This seems like a spurious attribution of harm. If a client wants to take an ill-advised approach I expect the attorney to inform them that it is ill-advised and why, but I do not believe the attorney bears any blame for subsequent harm.
I think it also presumes that attorneys fill a role that they do not.
The law, and attorney professional conduct, presumes that litigants are reasonable, rational people who are entitled to weigh their own pros and cons and arrive at a conclusion. Attorneys are there to provide context and information, but are not the decision maker.

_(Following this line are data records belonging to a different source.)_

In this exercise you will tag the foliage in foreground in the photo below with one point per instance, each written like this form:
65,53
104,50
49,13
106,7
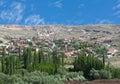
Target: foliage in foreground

Note that the 6th Amendment guarantees a person the right to counsel, but specifically says the defendant has the right to know the charges, face their accuser, etc.
You can see this in the competency standards for trial from Dusky v US:
"It is not enough for the district judge to find that 'the defendant is oriented to time and place and has some recollection of events', but that the test must be whether he has sufficient present ability to consult with his lawyer with a reasonable degree of rational understanding -- and whether he has a rational as well as factual understanding of the proceedings against him."
Or Godinez v Moran:
"The standard adopted by the Ninth Circuit is whether a defendant who seeks to plead guilty or waive counsel has the capacity for "reasoned choice" among the alternative available to him."
Edit: Courts are also aware of and can accommodate sensitive sources. The ACLU could also drop the case at any point if discovery would require disclosing sensitive sources, same as NYPD have done.
> if people are harmed by your actions as an attorney that is my opinion of what should happen
This isn't how disbarment works. Given we're in an adversarial system, I'm glad it doesn't. (Could you imagine a lawyer refusing to advance litigation against a city because it would harm the city's taxpayers?!)
> This client does have a responsibility to protect their sources
An ethical responsibility. Not a legal one. Not the lawyer's job, and certainly not the legal bar's. That's not only presumptuous, it's unprofessional and potentially dangerous.